CourtNavy-Marine Corps Court of Criminal Appeals
DecidedDecember 29, 2015
Docket201400356
StatusPublished

This text of United States v. Sager (United States v. Sager) is published on Counsel Stack Legal Research, covering Navy-Marine Corps Court of Criminal Appeals primary law. Counsel Stack provides free access to over 12 million legal documents including statutes, case law, regulations, and constitutions.

Bluebook
United States v. Sager, (N.M. 2015).

Opinion

UNITED STATES NAVY-MARINE CORPS COURT OF CRIMINAL APPEALS WASHINGTON, D.C.

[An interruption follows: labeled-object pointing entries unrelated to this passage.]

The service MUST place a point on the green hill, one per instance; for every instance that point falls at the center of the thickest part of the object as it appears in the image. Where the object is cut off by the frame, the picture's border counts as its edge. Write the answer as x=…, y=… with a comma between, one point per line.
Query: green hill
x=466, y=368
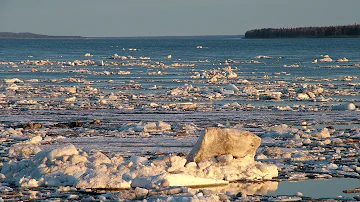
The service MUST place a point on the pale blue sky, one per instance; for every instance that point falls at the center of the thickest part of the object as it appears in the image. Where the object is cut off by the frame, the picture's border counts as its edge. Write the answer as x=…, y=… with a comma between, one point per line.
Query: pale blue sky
x=169, y=17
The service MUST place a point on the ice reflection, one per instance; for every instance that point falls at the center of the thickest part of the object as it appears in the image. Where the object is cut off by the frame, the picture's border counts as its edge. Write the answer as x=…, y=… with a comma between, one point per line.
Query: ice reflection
x=248, y=188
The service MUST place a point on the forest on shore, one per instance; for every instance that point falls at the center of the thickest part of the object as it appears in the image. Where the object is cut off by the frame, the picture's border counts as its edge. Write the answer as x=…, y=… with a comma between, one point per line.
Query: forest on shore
x=306, y=32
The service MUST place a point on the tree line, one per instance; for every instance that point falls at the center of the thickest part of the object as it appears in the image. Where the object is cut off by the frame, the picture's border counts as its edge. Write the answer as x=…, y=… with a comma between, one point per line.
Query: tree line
x=306, y=32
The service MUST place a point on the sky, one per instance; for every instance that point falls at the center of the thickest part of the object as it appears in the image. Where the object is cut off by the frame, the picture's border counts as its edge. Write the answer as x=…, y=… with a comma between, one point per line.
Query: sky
x=123, y=18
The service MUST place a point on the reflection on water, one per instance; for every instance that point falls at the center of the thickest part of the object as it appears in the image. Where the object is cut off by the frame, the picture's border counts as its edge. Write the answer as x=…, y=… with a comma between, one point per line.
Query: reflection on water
x=332, y=188
x=318, y=188
x=247, y=188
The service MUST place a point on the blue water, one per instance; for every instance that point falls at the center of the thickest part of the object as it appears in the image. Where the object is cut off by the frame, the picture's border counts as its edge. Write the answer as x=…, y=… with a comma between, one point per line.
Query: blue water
x=215, y=48
x=183, y=50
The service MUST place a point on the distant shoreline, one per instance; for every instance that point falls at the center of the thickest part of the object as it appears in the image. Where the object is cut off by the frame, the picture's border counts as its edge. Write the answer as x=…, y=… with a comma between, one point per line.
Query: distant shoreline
x=342, y=31
x=28, y=35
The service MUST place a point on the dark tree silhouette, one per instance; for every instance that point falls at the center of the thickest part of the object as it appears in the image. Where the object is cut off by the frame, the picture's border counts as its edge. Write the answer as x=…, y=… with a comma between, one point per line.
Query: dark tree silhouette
x=306, y=32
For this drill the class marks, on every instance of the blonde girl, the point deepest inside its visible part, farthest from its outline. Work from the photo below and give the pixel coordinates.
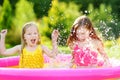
(31, 50)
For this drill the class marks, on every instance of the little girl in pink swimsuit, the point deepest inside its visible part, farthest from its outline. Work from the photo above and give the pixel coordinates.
(87, 48)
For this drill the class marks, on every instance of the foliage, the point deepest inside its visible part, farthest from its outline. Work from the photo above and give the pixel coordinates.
(104, 21)
(6, 15)
(41, 7)
(21, 17)
(61, 18)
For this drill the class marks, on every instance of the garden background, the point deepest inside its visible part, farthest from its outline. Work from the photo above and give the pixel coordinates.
(60, 14)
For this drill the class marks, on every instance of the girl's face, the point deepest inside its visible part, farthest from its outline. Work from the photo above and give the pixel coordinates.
(82, 33)
(31, 36)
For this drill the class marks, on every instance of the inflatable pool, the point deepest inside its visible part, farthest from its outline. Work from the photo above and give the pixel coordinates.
(10, 71)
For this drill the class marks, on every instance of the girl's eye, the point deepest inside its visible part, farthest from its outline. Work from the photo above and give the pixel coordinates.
(29, 34)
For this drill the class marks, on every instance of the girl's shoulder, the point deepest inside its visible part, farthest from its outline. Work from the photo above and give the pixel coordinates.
(72, 45)
(18, 48)
(97, 42)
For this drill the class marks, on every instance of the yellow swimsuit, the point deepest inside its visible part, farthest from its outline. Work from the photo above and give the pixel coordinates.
(33, 59)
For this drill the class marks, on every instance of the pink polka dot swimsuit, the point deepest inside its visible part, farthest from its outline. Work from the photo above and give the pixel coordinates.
(85, 57)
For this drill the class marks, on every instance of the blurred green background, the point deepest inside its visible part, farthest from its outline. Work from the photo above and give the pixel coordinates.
(60, 14)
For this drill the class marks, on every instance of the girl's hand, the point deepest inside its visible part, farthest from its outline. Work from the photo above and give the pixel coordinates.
(3, 33)
(55, 35)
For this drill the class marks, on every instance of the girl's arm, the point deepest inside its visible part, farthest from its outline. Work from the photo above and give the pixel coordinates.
(54, 51)
(5, 51)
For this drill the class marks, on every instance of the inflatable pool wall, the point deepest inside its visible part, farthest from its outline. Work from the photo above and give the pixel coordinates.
(9, 71)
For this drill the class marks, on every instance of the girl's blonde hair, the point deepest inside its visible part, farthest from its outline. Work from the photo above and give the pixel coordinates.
(26, 26)
(82, 21)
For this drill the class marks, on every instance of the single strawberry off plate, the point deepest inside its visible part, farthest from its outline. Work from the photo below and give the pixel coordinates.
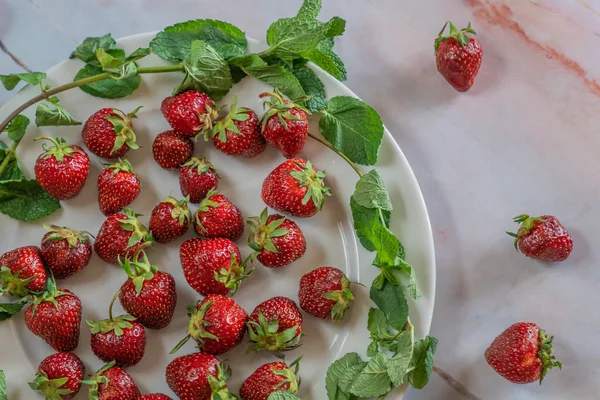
(330, 237)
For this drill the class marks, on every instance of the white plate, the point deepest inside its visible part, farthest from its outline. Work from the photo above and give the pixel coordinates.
(330, 237)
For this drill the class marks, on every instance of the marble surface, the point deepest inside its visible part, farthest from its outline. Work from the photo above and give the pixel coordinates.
(524, 139)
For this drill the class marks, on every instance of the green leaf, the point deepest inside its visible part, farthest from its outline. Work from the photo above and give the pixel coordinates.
(353, 127)
(17, 127)
(422, 362)
(373, 380)
(370, 192)
(32, 78)
(392, 302)
(53, 115)
(108, 88)
(175, 42)
(313, 87)
(25, 200)
(206, 71)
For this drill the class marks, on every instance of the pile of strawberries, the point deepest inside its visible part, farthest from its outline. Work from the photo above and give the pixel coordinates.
(211, 264)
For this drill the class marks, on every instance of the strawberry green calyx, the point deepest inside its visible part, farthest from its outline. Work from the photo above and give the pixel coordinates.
(264, 336)
(459, 35)
(72, 236)
(51, 388)
(546, 354)
(281, 107)
(263, 233)
(109, 325)
(60, 150)
(313, 180)
(343, 299)
(123, 129)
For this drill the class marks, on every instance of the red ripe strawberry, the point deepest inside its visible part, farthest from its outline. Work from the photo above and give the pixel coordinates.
(196, 178)
(170, 219)
(218, 217)
(458, 57)
(65, 251)
(238, 134)
(285, 125)
(118, 186)
(295, 188)
(213, 266)
(325, 293)
(62, 170)
(276, 240)
(121, 235)
(22, 271)
(190, 112)
(172, 150)
(112, 383)
(542, 238)
(55, 316)
(59, 376)
(217, 324)
(270, 378)
(522, 353)
(121, 339)
(148, 294)
(188, 377)
(108, 133)
(275, 325)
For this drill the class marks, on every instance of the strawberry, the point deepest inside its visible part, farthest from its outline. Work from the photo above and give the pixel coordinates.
(275, 325)
(295, 188)
(121, 339)
(542, 238)
(213, 266)
(118, 186)
(269, 378)
(22, 271)
(196, 178)
(172, 150)
(238, 134)
(170, 219)
(112, 383)
(217, 324)
(276, 240)
(65, 251)
(62, 170)
(522, 353)
(199, 376)
(148, 294)
(59, 376)
(190, 112)
(108, 133)
(285, 125)
(218, 217)
(55, 316)
(458, 57)
(325, 293)
(121, 235)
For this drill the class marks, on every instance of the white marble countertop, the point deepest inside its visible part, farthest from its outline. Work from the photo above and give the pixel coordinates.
(525, 139)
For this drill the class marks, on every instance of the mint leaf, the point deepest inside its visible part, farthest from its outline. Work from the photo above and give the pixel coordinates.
(53, 115)
(32, 78)
(422, 362)
(16, 127)
(353, 127)
(107, 88)
(392, 302)
(26, 200)
(206, 71)
(174, 43)
(313, 87)
(373, 380)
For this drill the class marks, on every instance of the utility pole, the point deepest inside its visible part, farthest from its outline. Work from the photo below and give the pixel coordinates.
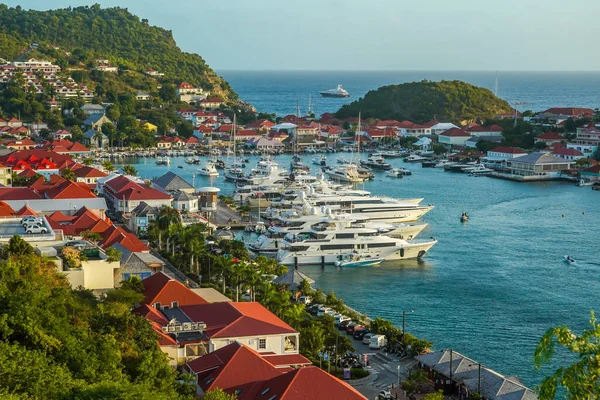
(404, 327)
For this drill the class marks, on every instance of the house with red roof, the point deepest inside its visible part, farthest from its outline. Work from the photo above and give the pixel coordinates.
(492, 130)
(161, 291)
(126, 194)
(567, 153)
(211, 103)
(505, 153)
(263, 125)
(6, 210)
(454, 137)
(563, 113)
(23, 144)
(550, 138)
(88, 175)
(238, 369)
(591, 173)
(247, 134)
(408, 128)
(587, 141)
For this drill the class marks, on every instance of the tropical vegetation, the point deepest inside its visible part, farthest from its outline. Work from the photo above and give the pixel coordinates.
(63, 343)
(426, 100)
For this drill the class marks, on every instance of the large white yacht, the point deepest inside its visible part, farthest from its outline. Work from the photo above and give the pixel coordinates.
(375, 208)
(293, 223)
(208, 169)
(300, 250)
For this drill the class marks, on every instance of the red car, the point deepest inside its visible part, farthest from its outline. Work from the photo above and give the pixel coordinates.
(353, 327)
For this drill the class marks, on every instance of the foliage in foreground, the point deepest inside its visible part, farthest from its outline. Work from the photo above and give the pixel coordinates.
(580, 380)
(59, 343)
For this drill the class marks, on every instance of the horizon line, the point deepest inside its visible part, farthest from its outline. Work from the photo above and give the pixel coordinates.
(402, 70)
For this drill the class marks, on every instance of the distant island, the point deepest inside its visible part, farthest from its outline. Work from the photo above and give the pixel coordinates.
(423, 101)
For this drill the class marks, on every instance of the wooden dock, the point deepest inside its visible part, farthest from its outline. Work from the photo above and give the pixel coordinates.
(225, 216)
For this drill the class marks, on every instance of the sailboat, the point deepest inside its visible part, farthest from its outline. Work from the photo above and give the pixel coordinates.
(349, 172)
(209, 168)
(234, 172)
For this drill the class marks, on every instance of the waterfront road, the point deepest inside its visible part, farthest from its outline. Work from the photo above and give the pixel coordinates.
(386, 370)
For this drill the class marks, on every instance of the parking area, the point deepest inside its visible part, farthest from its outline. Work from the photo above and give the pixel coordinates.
(12, 226)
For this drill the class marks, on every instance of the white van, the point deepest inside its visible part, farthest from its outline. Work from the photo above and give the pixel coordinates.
(377, 341)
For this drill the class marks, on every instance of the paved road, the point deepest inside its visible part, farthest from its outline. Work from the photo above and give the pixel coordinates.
(385, 370)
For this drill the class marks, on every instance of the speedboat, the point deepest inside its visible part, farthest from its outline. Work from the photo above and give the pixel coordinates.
(338, 92)
(208, 169)
(354, 260)
(398, 173)
(415, 158)
(320, 160)
(569, 260)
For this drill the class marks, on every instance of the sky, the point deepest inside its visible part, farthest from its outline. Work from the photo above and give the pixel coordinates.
(505, 35)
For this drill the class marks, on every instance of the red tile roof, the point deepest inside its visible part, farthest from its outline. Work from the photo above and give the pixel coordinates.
(286, 360)
(89, 172)
(310, 383)
(455, 132)
(159, 288)
(570, 111)
(564, 151)
(6, 210)
(550, 136)
(224, 320)
(509, 150)
(8, 193)
(233, 367)
(492, 128)
(26, 210)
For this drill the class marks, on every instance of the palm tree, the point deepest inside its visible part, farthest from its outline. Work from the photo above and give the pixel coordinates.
(68, 174)
(129, 170)
(108, 166)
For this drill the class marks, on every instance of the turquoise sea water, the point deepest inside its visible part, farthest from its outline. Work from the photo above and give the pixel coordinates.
(491, 287)
(278, 91)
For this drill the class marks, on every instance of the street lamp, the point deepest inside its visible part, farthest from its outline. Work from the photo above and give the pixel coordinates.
(404, 326)
(478, 377)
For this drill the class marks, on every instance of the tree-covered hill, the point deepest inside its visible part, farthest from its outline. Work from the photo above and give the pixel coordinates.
(423, 101)
(87, 33)
(57, 343)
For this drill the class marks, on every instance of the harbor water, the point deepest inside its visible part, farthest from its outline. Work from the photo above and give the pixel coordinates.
(492, 286)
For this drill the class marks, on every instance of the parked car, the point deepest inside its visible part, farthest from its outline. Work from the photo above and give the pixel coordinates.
(343, 325)
(313, 309)
(377, 341)
(36, 230)
(360, 333)
(322, 311)
(30, 218)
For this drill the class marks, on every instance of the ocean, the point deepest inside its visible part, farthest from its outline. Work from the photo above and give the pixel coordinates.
(489, 288)
(279, 91)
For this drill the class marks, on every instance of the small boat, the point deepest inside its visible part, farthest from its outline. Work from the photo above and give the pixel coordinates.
(395, 173)
(355, 260)
(569, 260)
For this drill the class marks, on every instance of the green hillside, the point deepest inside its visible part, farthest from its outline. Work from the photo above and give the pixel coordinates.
(423, 101)
(88, 33)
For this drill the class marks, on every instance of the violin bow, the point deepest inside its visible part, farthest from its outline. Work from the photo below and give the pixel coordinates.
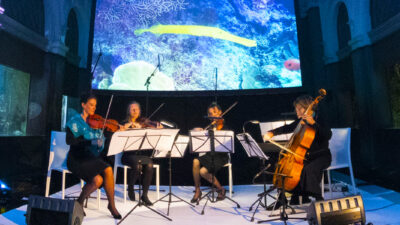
(108, 111)
(159, 107)
(226, 111)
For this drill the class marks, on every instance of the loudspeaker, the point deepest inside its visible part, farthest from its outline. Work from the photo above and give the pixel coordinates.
(52, 211)
(341, 211)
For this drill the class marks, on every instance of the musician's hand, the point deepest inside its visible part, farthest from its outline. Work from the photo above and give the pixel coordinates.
(127, 125)
(122, 128)
(268, 136)
(309, 119)
(99, 142)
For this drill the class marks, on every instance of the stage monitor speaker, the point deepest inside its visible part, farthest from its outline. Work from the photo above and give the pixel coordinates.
(52, 211)
(341, 211)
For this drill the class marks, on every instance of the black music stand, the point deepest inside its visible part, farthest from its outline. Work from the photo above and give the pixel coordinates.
(283, 216)
(142, 139)
(212, 141)
(253, 150)
(177, 151)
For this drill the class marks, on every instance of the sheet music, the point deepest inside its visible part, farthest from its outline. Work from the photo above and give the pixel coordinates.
(142, 139)
(250, 146)
(178, 148)
(266, 126)
(200, 141)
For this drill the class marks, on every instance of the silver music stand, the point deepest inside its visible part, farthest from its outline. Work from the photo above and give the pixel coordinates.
(142, 139)
(212, 141)
(177, 151)
(253, 150)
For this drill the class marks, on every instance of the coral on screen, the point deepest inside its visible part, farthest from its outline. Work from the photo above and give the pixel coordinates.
(249, 44)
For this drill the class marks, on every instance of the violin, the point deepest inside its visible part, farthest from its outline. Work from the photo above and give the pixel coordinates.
(146, 123)
(96, 121)
(219, 124)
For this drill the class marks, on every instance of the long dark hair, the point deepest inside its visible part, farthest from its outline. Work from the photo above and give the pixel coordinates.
(85, 97)
(128, 115)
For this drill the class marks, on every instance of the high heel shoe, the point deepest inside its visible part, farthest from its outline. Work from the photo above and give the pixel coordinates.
(116, 215)
(221, 194)
(131, 193)
(146, 201)
(81, 205)
(194, 199)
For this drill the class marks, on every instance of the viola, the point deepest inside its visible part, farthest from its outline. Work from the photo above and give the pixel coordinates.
(96, 121)
(146, 123)
(219, 124)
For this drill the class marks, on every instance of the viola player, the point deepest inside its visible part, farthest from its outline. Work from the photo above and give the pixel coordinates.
(202, 165)
(317, 158)
(84, 157)
(131, 158)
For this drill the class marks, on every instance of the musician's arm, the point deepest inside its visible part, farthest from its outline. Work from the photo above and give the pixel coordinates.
(323, 131)
(285, 128)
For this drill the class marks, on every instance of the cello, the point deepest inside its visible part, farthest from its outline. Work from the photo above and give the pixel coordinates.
(292, 156)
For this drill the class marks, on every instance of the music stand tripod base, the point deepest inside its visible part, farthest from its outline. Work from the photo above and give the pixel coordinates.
(222, 139)
(283, 216)
(178, 151)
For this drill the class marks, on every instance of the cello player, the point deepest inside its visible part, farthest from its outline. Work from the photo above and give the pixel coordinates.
(318, 157)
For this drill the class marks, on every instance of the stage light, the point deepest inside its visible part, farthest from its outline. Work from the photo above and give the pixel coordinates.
(1, 10)
(249, 121)
(4, 186)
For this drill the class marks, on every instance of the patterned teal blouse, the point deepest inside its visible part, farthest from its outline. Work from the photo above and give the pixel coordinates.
(80, 128)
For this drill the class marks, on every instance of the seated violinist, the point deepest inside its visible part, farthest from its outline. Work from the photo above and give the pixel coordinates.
(318, 156)
(131, 158)
(84, 158)
(202, 166)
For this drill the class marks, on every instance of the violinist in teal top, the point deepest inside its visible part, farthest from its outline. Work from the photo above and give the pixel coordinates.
(84, 156)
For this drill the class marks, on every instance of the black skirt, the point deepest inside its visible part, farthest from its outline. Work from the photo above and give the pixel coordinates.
(220, 159)
(311, 176)
(86, 168)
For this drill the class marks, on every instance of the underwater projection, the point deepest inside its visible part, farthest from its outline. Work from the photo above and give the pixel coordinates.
(14, 96)
(243, 44)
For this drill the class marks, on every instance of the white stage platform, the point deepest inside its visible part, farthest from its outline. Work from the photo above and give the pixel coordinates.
(382, 206)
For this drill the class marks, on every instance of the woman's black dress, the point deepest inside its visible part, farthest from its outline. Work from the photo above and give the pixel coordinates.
(318, 158)
(81, 161)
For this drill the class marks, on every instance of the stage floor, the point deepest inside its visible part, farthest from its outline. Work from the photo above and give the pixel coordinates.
(382, 206)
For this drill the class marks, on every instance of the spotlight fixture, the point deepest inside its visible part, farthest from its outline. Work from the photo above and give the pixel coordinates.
(1, 9)
(249, 121)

Before J.A. FISCHER, B.T. PALMER, T.H. CAMPBELL Appellate Military Judges

UNITED STATES OF AMERICA

v.

JEFFREY D. SAGER AVIATION ORDNANCEMAN AIRMAN (E-3), U.S. NAVY

NMCCA 201400356 GENERAL COURT-MARTIAL

Sentence Adjudge: 13 May 2014. Military Judge: CDR John A. Maksym, JAGC, USN. Convening Authority: Commander, U.S. Naval Forces Japan, Yokosuka, Japan. Force Judge Advocate's Recommendation: CDR T.D. Stone, JAGC, USN. For Appellant: LT David Warning, JAGC, USN. For Appellee: LCDR Keith Lofland, JAGC, USN; LT Amy Freyermuth, JAGC, USN.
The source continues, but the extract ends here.